4. Strophe micha vRhein  
Deutschland haben wir zur Seite!
Friede dem vereinten Land;
restauriert sind alte Städte,
schön der Küsten weißer Sand;
Schlösser, Burgen, Glocken, Feste,
Goethe, Dürer, Schliemann, Kant –
fast unendlich scheint die Liste,
ja, wir lieben dieses Land.


Kurt Tucholsky:

"Ja, wir lieben dieses Land.
Und nun will ich euch mal etwas sagen: Es ist ja nicht wahr, daß jene, die sich national nennen und nichts weiter sind als bürgerlich‑natio-nalistisch, dieses Land und seine Sprache für sich gepachtet haben.
Weder der Herr Regierungsvertreter im Gehrock noch der Ober-studienrat noch die Herren und Damen des Stahlhelms allein sind Deutschland. Wir sind auch noch da.
Sie reißen den Mund auf und rufen: "Im Namen Deutschlands ... !" Sie rufen: "Wir lieben dieses Land, nur wir lieben es." Es ist nicht wahr.
... Und so wie die nationalen Verbände über die Wege trommeln – mit dem gleichen Recht, mit genau demselben Recht nehmen wir, wir, die wir hier geboren sind, wir, die wir besser deutsch schreiben und sprechen als die Mehrzahl der nationalen Esel – mit genau demselben Recht nehmen wir Fluß und Wald in Beschlag, Strand und Haus, Lichtung und Wiese: es ist unser Land.
... Deutschland ist ein gespaltenes Land. Ein Teil von ihm sind wir. Und in allen Gegensätzen steht – unerschütterlich, ohne Fahne, ohne Leier-kasten, ohne Sentimentalität und ohne gezücktes Schwert – die stille Liebe zu unserer Heimat."

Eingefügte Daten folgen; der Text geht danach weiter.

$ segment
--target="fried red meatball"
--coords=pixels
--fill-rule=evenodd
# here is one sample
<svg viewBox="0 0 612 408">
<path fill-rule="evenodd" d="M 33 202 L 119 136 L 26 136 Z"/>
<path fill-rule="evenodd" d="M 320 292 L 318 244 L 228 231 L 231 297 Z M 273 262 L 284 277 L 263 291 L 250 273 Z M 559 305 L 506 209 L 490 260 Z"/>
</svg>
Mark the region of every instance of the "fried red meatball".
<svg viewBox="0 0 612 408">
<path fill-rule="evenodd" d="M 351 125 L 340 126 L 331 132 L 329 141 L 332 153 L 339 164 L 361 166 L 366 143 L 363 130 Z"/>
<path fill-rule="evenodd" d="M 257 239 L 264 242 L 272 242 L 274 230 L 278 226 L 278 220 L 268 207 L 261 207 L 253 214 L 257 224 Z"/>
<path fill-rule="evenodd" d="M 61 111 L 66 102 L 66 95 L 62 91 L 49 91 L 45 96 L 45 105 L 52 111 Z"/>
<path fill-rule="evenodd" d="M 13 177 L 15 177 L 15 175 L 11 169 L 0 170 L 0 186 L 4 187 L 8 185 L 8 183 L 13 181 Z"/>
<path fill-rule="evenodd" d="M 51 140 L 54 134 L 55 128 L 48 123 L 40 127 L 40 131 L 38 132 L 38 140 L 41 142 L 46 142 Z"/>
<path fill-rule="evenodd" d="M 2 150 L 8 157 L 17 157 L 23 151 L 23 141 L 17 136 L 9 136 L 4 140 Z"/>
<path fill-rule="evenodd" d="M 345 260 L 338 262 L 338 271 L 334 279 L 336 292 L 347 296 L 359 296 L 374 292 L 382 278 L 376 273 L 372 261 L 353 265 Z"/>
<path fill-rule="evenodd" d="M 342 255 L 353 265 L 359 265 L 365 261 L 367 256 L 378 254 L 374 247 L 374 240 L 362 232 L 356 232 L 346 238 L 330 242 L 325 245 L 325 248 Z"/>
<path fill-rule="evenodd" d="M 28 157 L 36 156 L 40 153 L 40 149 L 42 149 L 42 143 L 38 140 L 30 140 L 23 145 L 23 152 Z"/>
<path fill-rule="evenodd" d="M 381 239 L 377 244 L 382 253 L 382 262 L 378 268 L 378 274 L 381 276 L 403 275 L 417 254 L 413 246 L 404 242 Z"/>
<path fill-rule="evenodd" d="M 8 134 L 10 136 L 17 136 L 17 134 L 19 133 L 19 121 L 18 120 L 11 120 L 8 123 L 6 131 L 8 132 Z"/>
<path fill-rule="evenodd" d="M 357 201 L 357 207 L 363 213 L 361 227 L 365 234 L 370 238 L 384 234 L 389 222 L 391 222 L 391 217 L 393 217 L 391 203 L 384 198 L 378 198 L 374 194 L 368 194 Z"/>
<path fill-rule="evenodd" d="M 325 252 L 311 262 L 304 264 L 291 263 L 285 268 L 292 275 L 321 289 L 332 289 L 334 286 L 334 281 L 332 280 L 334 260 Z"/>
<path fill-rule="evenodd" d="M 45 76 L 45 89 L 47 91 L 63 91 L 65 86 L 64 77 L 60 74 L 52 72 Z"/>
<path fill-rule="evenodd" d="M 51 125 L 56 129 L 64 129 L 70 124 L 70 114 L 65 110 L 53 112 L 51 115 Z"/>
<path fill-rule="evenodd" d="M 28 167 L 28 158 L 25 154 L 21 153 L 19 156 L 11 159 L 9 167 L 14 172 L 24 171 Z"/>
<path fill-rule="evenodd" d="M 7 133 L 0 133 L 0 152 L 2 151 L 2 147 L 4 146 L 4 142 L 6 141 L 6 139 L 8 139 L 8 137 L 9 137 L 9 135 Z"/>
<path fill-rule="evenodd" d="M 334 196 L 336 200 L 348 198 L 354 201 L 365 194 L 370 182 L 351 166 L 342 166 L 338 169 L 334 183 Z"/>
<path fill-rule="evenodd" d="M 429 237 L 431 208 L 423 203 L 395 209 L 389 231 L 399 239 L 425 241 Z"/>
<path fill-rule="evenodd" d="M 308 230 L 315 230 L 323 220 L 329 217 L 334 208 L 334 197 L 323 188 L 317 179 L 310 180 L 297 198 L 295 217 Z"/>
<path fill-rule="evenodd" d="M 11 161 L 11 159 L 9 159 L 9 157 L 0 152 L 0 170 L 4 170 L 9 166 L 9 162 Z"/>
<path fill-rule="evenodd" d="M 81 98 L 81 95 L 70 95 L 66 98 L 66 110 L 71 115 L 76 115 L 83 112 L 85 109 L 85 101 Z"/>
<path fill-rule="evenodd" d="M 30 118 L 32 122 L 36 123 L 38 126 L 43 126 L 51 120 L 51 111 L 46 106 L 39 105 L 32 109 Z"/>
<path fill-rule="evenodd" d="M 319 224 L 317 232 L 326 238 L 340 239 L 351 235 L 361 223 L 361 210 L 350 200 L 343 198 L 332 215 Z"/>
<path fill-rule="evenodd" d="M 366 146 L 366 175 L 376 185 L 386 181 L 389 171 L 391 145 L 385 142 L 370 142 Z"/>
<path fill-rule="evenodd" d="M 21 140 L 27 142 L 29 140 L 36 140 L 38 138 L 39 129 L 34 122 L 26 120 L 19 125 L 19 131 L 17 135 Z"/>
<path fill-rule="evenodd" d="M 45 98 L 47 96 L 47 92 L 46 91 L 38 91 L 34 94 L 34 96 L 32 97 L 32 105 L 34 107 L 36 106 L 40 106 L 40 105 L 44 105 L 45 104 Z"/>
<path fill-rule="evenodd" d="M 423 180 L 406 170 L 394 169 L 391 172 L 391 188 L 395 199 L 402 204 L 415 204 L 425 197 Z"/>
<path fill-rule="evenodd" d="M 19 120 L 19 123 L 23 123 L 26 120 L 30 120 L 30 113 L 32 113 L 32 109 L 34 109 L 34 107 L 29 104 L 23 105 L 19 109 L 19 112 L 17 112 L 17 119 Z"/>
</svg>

Nun wird hoffentlich klar, warum die Liebes-Erklärung für Deutschland von Kurt Tucholsky Teil der Nation-Hymne geworden ist – Liebe zu unserem Land führt über diesen Geist, kann wegen der Shoah nur über ihn führen, vorbei an Neonazis, vorbei an Ignoranz und moderner Macht-Politik, die geistig kaum noch ansprechbar ist, die gewählt wird und wieder verschwindet, hin zu diesem unserem Land voller Kultur und voller Werte, die ganz vorsichtig und sorgfältig behandelt und entdeckt werden müssen. Liebe, auch zu einem Land, muss behutsam sein.

28/Febr/2011 GMT+7 11:01

Liebe, auch zu einem Land, wird individuell verschieden sein, jugendlich stürmisch, cool bis gleichgültig, intellektuell ablehnend, Medien-wirksam kalkuliert, pessimistisch-enttäuscht, mimosenhaft-zögerlich, Goethe- oder Stellvertreter-verlangend, radikal fordernd, freiheitlich-unverbindlich, ideologisch berechnend, aufrechnend-genau, verschämt, skurril, lespisch, homosexuell, Erfahrungen-durchwachsen, pädophil-verheimlichend, streitbar-süchtig, selbst gefühlskalt, süchtig-erblindet, widersprüchlich, Zufall-abhängig, launisch, abwartend, falsch, psychopatisch, jauchzend-übertrieben, zurückhaltend-überzogen und so weiter. Die normale Liebe kommt nicht vor. Sie ist selten. Die "stille Liebe" ohne Fahnen, Sentimentalität oder Schwert gehört dazu. Diese Liebe ist im Begriff, das Objekt der Liebe zu verlieren. In ihr steckt das Potential der Tragödien. Liebe vergrößert dieses Potential und will sich deshalb zurückziehen, will still sein, will sich verstecken. Das Weltliche lauert und droht sie zu zerstören.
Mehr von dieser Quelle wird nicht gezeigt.